Ancora una volta Agenzia X si conferma come una delle realtà più intimamente connesse con il tessuto sociale. “Mastica ‘zine, Ero una fanzine” ne è l’ennesima riprova. Il volume, dato alle stampe nell’estate dello scorso anno, ribadisce ulteriormente come la necessità di confrontarsi e analizzare quelle zone “meno nobili” della società italiana, debba essere vista come azione prioritaria. Non fosse altro che per provare a capire il mondo che ci circonda, anziché viverlo passivamente, o ancor peggio giudicarlo da lontano, per sentito dire. Anziché unirsi al coro dei (finti) indignati, le ragazze di Mastica ‘zine scelgono di andare a fondo nell’analisi di un problema più che mai vivo, anche se poco considerato dai media mainstream.
“Ero una fanzine” è il primo libro realizzato dal collettivo di fanzinare Mastica ‘zine, nato nel duemiladiciannove a cavallo tra Milano e Berlino, e deve essere visto come la risposta alla visione contemporanea che guarda all’eroina come a un fenomeno sociale da collocare nel nostro passato. Purtroppo per noi, però, le cose stanno diversamente, le morti per overdose negli ultimi anni sono tornate a salire, ma non ce ne siamo minimamente accorti, troppo presi a pensare all’eroina come un fenomeno relegato ad un contesto sociale di grande emarginazione. In realtà, come sottolineano i dati, l’eroina non è mai scomparsa dai radar, è stata solamente messa da parte, a discapito di altre dinamiche reputate più “interessanti” dai media di regime.
Terza uscita della nuova collana “Fulmicotone” di Agenzia X, quella dedicata alle nuove voci contemporanee, quelle che oltre a tracciare solchi nel tessuto sociale attuale, guarda alla necessità di raccontare il presente, analizzandolo sotto tutti i suoi aspetti. Con occhio critico e con la consapevolezza che per raccontare una società violenta occorra inevitabilmente una scrittura carica di rabbia e furore, al fulmicotone appunto.

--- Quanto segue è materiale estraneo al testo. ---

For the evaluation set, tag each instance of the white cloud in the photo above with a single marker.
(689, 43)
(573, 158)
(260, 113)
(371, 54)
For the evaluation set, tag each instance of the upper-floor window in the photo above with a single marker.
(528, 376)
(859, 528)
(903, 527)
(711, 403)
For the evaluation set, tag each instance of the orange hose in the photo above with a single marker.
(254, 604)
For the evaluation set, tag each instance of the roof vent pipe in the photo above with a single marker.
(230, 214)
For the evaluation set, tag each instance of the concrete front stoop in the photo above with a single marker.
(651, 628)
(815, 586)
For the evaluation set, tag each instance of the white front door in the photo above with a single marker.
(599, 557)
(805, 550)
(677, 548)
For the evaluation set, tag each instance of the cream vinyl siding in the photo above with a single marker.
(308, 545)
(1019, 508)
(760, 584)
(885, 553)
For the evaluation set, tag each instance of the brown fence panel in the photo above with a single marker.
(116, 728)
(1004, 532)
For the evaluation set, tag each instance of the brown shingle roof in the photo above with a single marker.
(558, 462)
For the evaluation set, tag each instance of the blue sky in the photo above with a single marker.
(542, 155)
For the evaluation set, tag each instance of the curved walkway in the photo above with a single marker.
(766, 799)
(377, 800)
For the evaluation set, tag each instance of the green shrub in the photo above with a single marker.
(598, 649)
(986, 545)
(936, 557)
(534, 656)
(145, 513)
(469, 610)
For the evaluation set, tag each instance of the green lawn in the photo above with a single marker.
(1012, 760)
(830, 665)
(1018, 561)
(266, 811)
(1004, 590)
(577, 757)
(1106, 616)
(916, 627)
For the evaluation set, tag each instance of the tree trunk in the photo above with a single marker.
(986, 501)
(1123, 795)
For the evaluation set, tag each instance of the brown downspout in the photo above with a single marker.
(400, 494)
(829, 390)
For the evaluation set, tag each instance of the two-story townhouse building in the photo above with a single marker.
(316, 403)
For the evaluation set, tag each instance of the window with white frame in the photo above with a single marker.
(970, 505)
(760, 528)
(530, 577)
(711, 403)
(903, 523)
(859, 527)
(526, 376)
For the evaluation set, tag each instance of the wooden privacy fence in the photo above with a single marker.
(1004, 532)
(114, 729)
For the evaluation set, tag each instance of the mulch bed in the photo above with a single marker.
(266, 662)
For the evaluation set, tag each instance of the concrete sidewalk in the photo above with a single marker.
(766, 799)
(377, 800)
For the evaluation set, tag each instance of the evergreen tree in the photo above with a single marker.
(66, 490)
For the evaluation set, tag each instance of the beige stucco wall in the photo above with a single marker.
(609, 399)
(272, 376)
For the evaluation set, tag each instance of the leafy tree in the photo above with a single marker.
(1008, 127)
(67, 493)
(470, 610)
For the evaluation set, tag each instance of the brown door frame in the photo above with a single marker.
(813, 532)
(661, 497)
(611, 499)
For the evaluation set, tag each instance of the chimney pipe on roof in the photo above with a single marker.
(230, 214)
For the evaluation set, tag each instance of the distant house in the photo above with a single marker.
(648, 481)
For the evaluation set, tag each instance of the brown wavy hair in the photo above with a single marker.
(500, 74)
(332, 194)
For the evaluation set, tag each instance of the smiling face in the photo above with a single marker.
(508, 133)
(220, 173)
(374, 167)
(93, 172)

Il tentativo del libro è quello di adeguare il linguaggio ai tempi correnti, liberando il problema da una narrazione tanto datata quanto retorica, dando voce direttamente a tutti coloro che si ritrovano a vivere, o ad aver vissuto in tempi recenti, esistenze scandite dall’eroina. Nei contributi di cui si compone “Ero una fanzine” possiamo (ri)trovare termini desueti come spaccio, consumo, dipendenza, astinenza, overdose, morte, esclusione sociale, pregiudizi e paure. Ma non solo, è anche ben presente tutto quel campionario sociale che si muove e che muove il consumo. Quella di far raccontare tutto questo, in prima persona, a chi come detto le ha vissute, o ancora, magari solo marginalmente, le vive, si rivela assolutamente vincente, proprio per il fatto che così facendo si elimina quell’approccio retoricamente moralista e perbenista di tutti coloro che hanno spesso sentenziato sull’argomento senza averlo mai realmente toccato da vicino.
“Ero una fanzine” ci mostra gli abissi reali da cui non tutti riescono a tornare indietro, con testimonianze che non entrano mai nel merito delle scelte, ma sradicano i pregiudizi parlando in modo libero e diretto, con un linguaggio giustamente crudo, e con la forza di chi ha dato del tu all’abisso. Stanchi di improvvisati trattati di sociologia che tutto fanno tranne iniziare un dialogo costruttivo volto ad analizzare il problema, non possiamo quindi che accoglierlo come un testo di riferimento per approcciare quella fetta di società che vive all’ombra e nell’ombra. Se è vero che il passato non è mai stato così presente e ingombrante come ora, siamo ancora una volta con le spalle al muro, obbligati a rivedere quella che è la nostra idea di socialità.